My blessed life??? The only reason I can find now to say that I still have a blessed life is that I still have my most precious princess to lean on. Someone that I know will not forsake me and will always be by my side.
Studies have been extremely taxing and stressful. No idea how I am going to meet the deadlines and complete the assignments even. I'm not even going to worry about exams yet! Too much time and effort required. Depending on how's my job going to be like, I might wanna consider deferring for one term or taking lesser subjects which is what most of my classmates have done after the first module.

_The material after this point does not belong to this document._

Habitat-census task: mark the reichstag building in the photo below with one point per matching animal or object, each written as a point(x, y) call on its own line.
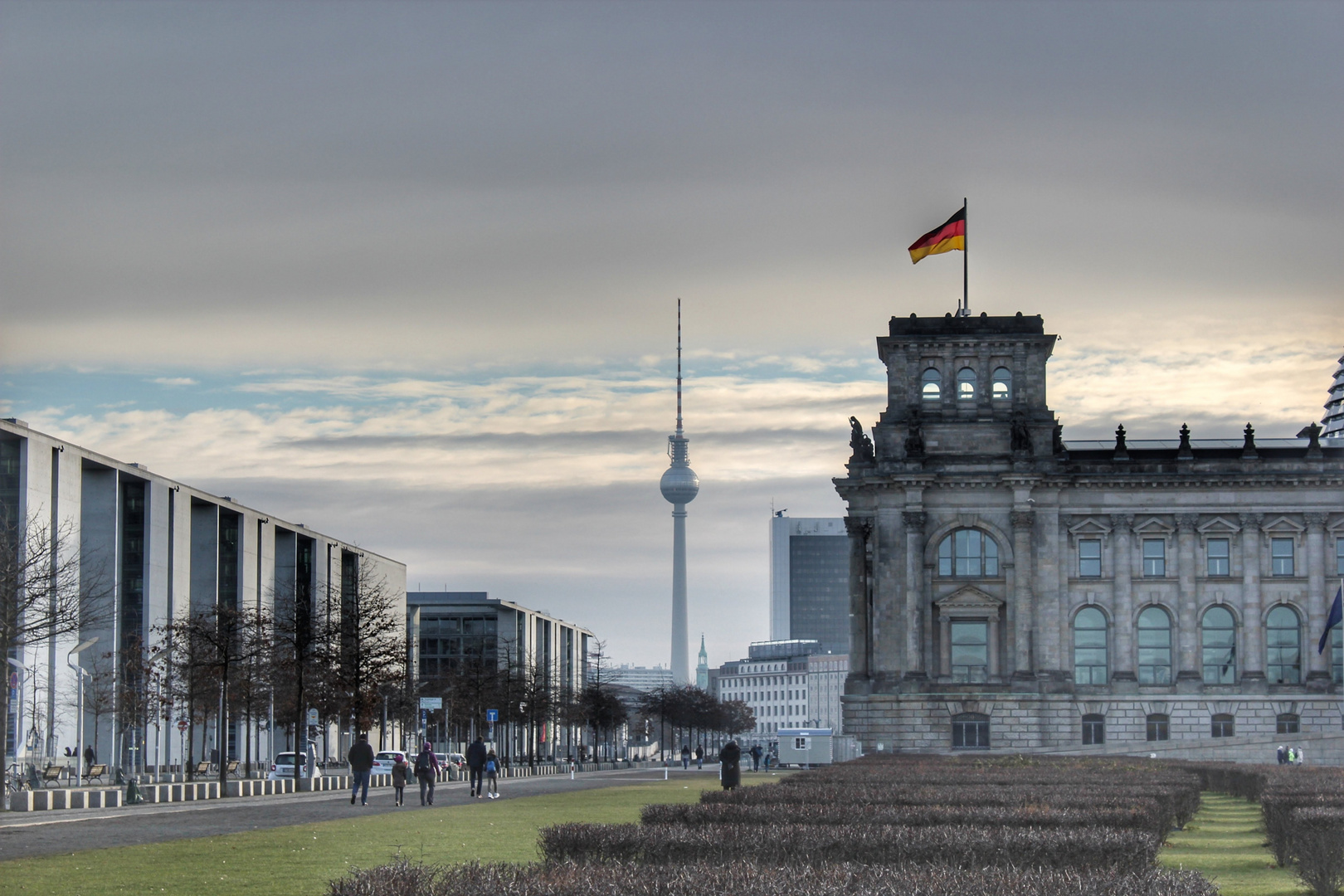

My job has taken a different turn now. Apparently the feeling of threathen, betrayal and especially the feeling of being taken advantage of sips in. Its not about the extra work load or frustrations that I face at work anymore. Its a matter of principle. I don't want to elaborate here but I feel that I am paid to do a job and I will. I don't need to be threathened to do my job and I deserve to be paid for the job I've done. Simple as that! I couldn't take it and confronted my boss. I was extremely disturb and even after explaining what seems to be a misunderstanding, I still don't feel good. Looks like its back to the job hunting again. Perhaps I am more sensitive than most people. Maybe the explanation given was to pacify me after hearing that I was so disturbed by the matter since he knows that he can't afford to lose me now. I always believe that 'come in good faith and leave in good faith'. I have so much pride that I just wanna tender my resignation tomorrow and fuck the job! I don't believe that I cannot get a job within my notice period. At the most lower my expectations and get a low stress job and concentrate on my studies for now. I hate it when people or circumstances put me in no choice situation. I have too much pride for that!